"Disagevantage": The influence of chronological and biological age on sport participation in children - a public health issue?


  • “Early Postdoc Mobility fellowship” from the  Swiss National Science Foundation (SNSF)


  • PD Dr. Oliver Faude, University of Basel, Switzerland


Physical activity provides many positive effects on health risk factors, skeletal and psychological health, as well as on mental, cardiorespiratory and neuromuscular fitness. Physical inactivity is one of the leading causes of chronic diseases, contributing to disability and death worldwide. Active participation in organised youth sport is positively associated with higher levels of adult physical activity. Hence, youth sport also has important implications for long-term individual health as well as public health. Children like to compete against each other. Therefore, having fun during sport participation is often linked to having success. Unfortunately, not all children have the same chance to be successful in sport. As children are growing rapidly, small differences in age can cause large differences in biological development. In the sport setting children are grouped according to their birth date using cut-off-dates. In consequence, some children in a sport team might be one year younger than others and therefore they might be smaller, weaker, and less successful. In addition, some children are early- and some are late-maturing which also can lead to performance differences in the sport setting. Hence, both aspects could lead to large differences in motor performance. Therefore, a considerable amount of children might be disadvantaged just by being born at the “wrong time of the year” and/or being late-maturing. This can lead to disappointments, loss of motivation, and drop-out from sport.
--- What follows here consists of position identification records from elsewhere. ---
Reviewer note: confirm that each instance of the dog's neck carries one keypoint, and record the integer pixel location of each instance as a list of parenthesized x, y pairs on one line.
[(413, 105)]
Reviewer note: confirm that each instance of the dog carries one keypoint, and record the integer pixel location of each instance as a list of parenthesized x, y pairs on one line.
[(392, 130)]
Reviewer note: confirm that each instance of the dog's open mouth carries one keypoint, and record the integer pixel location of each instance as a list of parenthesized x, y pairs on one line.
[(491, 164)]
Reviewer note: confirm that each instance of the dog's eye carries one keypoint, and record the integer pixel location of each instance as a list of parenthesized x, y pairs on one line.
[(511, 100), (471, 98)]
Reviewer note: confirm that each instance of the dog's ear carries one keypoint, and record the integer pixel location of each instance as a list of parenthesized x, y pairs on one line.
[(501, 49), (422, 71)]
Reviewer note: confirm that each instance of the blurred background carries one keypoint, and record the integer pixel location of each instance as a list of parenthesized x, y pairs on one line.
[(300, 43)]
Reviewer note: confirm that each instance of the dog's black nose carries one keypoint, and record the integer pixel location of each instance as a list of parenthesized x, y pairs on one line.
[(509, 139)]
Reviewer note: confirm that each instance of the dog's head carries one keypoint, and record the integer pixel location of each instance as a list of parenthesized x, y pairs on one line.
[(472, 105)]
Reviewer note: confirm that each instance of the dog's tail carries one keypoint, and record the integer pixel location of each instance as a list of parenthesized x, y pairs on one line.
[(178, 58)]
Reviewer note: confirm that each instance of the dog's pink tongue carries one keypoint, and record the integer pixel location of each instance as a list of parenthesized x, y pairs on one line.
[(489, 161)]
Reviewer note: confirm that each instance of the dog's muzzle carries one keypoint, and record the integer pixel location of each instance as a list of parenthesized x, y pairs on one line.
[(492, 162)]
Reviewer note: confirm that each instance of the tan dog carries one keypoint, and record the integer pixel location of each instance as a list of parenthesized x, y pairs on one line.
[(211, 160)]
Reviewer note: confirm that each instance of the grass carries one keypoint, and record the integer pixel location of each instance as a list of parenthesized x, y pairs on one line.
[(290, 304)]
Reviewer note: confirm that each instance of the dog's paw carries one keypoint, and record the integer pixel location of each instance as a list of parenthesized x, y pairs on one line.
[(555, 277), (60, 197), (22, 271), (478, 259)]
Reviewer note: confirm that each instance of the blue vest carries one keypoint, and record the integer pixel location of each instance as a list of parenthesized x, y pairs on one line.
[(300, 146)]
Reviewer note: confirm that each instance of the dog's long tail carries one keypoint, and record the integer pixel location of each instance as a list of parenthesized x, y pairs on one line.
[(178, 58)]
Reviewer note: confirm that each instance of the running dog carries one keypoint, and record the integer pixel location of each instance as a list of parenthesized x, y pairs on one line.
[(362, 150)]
Data from high-level competitive sport show that the aforementioned effects lead to a clear underrepresentation of such disadvantaged children. However, data from recreational and low-level competition sport are completely missing. This is surprising as most children are participating in low-level and recreational sport. In consequence, this might relate to a relevant public-health issue.


  • Does the time of birth within a year (i.e. "relative age") and/or the maturity status influence motor performance, sport participation, and physical activity levels in school children?